Changing the clocks twice a year was a ritual—not a fond one, but a ritual nonetheless. Never one to leave something as important as time to chance, George anticipated the impending change by five hours exactly—beginning his systematic sacrament at 9 pm. He wouldn’t be awake at 2 am when the new time became official. He’d rather not be caught mid-morning as time-befuddled as other wayward souls who waited until the morning after to do what should have been done the night before.
I didn’t forget to change the clocks this year. I simply didn’t do it. I cannot explain exactly why, although I can offer multiple speculations.
Perhaps I succumbed to a Miss Havisham moment, a refusal to move forward that meant I would forever embrace the tattered life of one for whom time stopped at the scene of her disillusionment. Maybe I was now a woman destined to nibble the leftover crumbs of a once happily-ever-after life. Although it is tempting to play the melodramatic heroine of Dickens’ Great Expectations, I cannot embrace either her eccentricity or her mean-spirited nature.
I could claim laziness. After a lifetime of denouncing the perils of being a slacker, maybe I was throwing in the towel of industrious living…and leaving it to lie on the floor instead of putting on the rack where it belongs. Alas, the clutter of a disheveled life drives me to distraction, so I suspect it isn’t that.

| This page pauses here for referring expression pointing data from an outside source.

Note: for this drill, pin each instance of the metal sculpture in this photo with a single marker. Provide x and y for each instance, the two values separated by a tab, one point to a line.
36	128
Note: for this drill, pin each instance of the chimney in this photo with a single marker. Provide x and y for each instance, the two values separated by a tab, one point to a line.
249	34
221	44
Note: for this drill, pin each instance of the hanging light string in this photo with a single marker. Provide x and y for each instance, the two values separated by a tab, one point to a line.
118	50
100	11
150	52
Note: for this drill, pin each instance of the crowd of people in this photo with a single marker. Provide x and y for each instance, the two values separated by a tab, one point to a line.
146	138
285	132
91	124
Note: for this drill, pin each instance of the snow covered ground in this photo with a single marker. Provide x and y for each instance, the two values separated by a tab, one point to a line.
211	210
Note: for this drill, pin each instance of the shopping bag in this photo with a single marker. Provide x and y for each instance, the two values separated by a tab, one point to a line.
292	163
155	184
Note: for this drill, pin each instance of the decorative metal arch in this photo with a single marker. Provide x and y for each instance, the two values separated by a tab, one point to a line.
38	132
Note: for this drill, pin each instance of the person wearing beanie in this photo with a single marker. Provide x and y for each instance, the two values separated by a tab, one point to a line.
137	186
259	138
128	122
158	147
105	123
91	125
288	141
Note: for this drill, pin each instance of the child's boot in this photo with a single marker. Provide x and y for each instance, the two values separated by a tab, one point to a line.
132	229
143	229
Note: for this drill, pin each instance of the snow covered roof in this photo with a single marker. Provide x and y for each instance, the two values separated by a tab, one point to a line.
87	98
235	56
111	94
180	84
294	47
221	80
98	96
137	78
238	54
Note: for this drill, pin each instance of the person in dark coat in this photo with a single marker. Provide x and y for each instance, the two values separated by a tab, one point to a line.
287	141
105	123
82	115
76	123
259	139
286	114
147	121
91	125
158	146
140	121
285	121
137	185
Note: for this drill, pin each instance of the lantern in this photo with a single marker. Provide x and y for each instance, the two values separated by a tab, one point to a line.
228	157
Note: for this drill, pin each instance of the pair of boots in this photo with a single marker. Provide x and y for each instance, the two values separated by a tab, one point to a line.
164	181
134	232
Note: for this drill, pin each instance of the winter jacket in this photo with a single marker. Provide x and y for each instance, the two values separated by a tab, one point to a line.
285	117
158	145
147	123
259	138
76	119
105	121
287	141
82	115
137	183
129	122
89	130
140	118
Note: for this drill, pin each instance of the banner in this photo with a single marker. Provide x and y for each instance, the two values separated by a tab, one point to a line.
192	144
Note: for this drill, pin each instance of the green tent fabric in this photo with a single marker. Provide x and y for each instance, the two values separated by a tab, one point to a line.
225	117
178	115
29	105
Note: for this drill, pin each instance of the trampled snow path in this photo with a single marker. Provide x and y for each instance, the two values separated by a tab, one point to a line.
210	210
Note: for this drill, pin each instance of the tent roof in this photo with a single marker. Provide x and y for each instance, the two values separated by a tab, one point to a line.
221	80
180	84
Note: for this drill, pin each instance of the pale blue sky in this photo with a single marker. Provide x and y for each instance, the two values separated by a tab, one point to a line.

Men and women with the gift of mercy would attribute my failure to attend to detail as evidence of a mildly depressed state. “Poor dear, how she grieves,” they will whisper softly to each other—just before they head to the store to purchase me more tea, or a soft new journal or a fragrant candle—anything to show me how dearly I’m loved. Although I admit to a lingering sadness—along with a growing addiction to gifts to cheer me up—there is scant connection between the lag on my clocks and the sag in my soul.
After much consideration, I have concluded that not changing the clocks has been my ineffectual protest against time itself. Not changing the clocks was a token foot stomp of rage. It was October. He was gone. Breath left my body—even though I didn’t exhale. Time stopped—but apparently only for me. Without the slightest consideration for my feelings, or so much as a ‘by your leave,’ time marched on. I couldn’t stop it, but I didn’t have to dance to its cadence.
She didn’t care much for my explanations. She repeated, “You need to change the clocks.” So I did. She is after all her father’s daughter. She was right, and I am getting tired of adding that extra hour in my head every time I check the time.